Wildfire burned over 180 square miles
TUCSON, Ariz. (AP) — Several popular outdoor recreation areas in a national forest on the outskirts of Tucson will remain closed until Nov. 1 because of a largely contained wildfire’s potential for causing flooding from monsoon rains and other hazards, authorities said.
The fire has burned 187 square miles (484 square kilometers) in and near the Santa Catalina Mountains since lightning started it June 5. The fire was contained around 89% of its perimeter as of Wednesday.
Areas remaining closed include the Sabino Canyon Recreation Area in the south side of the mountains, cabins on national forest land and all major hiking trails, Coronado National Forest officials said.
Owners of those cabins have until Friday night to vacate the area, and access to recreational residences will be reevaluated weekly, officials said.
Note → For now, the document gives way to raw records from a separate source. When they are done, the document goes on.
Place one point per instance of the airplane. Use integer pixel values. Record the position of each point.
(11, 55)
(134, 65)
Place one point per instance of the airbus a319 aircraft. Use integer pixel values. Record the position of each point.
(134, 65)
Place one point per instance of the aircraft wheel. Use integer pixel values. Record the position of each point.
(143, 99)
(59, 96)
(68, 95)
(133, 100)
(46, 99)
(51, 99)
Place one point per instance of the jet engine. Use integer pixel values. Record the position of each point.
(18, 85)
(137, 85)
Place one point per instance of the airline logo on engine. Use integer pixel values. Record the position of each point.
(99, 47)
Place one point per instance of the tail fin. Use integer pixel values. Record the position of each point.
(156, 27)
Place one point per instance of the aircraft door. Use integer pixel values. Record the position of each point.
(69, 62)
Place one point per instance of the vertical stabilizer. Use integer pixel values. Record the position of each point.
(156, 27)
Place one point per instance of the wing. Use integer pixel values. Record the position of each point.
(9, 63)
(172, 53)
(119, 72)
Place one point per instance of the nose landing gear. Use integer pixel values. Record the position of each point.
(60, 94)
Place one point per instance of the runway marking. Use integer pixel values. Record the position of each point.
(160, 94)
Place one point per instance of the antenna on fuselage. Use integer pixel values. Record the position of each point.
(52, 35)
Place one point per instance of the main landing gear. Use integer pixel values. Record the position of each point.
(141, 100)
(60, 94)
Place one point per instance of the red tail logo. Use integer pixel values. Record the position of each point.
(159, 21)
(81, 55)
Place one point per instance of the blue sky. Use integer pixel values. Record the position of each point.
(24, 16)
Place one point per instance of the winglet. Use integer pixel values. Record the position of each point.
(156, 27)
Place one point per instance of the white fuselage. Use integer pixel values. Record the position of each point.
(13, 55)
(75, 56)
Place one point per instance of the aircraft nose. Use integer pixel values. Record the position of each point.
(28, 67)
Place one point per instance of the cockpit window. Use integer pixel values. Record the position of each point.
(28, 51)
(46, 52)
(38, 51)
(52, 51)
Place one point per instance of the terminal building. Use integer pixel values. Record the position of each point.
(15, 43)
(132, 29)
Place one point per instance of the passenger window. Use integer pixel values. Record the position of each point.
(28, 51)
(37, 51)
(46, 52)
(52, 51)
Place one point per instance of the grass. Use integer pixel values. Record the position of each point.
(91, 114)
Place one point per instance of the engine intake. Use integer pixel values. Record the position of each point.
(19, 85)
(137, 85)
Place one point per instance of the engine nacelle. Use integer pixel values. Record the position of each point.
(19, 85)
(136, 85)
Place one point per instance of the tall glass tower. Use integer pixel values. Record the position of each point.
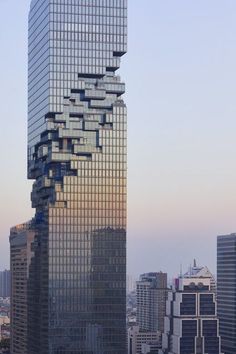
(77, 159)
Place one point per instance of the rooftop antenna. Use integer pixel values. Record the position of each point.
(181, 271)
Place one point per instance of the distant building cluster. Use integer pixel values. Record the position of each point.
(180, 319)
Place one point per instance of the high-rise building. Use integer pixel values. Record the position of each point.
(5, 283)
(191, 323)
(77, 159)
(226, 291)
(137, 339)
(201, 272)
(21, 252)
(151, 301)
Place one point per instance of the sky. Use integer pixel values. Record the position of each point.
(180, 74)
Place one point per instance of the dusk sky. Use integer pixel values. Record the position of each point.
(180, 73)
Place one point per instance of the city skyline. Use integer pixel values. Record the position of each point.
(190, 164)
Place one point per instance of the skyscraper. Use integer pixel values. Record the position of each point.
(226, 291)
(77, 157)
(21, 252)
(191, 323)
(5, 283)
(151, 304)
(151, 301)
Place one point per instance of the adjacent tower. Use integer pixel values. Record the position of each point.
(77, 159)
(226, 291)
(191, 323)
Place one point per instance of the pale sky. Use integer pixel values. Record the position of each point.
(180, 73)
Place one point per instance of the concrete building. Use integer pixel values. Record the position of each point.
(5, 283)
(137, 338)
(151, 301)
(191, 323)
(21, 242)
(226, 291)
(151, 347)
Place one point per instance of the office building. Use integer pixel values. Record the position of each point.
(226, 291)
(77, 159)
(21, 252)
(191, 323)
(151, 301)
(201, 272)
(137, 339)
(5, 283)
(151, 347)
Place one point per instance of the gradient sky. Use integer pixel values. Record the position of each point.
(180, 73)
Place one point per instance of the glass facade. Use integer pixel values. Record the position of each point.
(226, 291)
(77, 157)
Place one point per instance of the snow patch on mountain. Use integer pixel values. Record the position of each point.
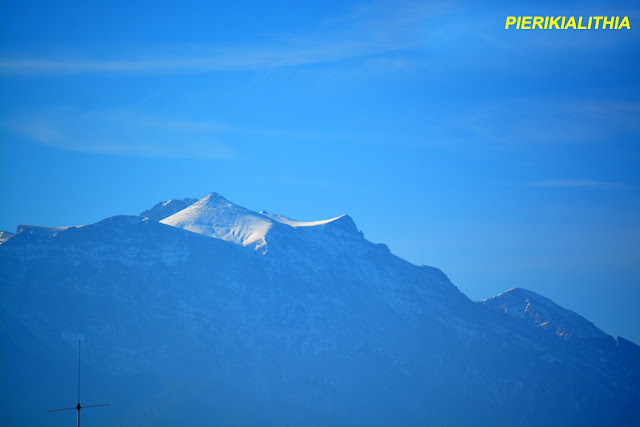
(167, 208)
(543, 313)
(216, 217)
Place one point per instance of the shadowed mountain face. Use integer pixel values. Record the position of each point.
(220, 315)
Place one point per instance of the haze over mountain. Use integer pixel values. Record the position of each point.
(216, 314)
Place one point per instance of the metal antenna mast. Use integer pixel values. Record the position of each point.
(78, 407)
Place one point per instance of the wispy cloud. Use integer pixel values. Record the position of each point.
(122, 132)
(577, 184)
(375, 30)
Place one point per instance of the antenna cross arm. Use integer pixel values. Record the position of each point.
(62, 409)
(99, 404)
Permanent residents of the mountaintop community of Summerhaven, businesses with permits to operate there, and employees of observatories on Mount Lemmon and of the Mount Lemmon Fire District are exempt from the restrictions, District Ranger C.J. Woodard said.
Summerhaven itself is not in national forest land and is not covered by the Forest Service’s formal closure order.
The Mount Lemmon Highway remains closed to the general public while the fire is still burning but likely will reopen before Nov. 1, said James Allerton, a Pima County Sheriff’s Department spokesman.
Once the fire is out, “we need to make sure the road itself is safe.” Allerton said Wednesday.
Catalina State Park remains closed due to the fire but is outside the national forest so it can reopen when state officials choose to do that, Woodard said.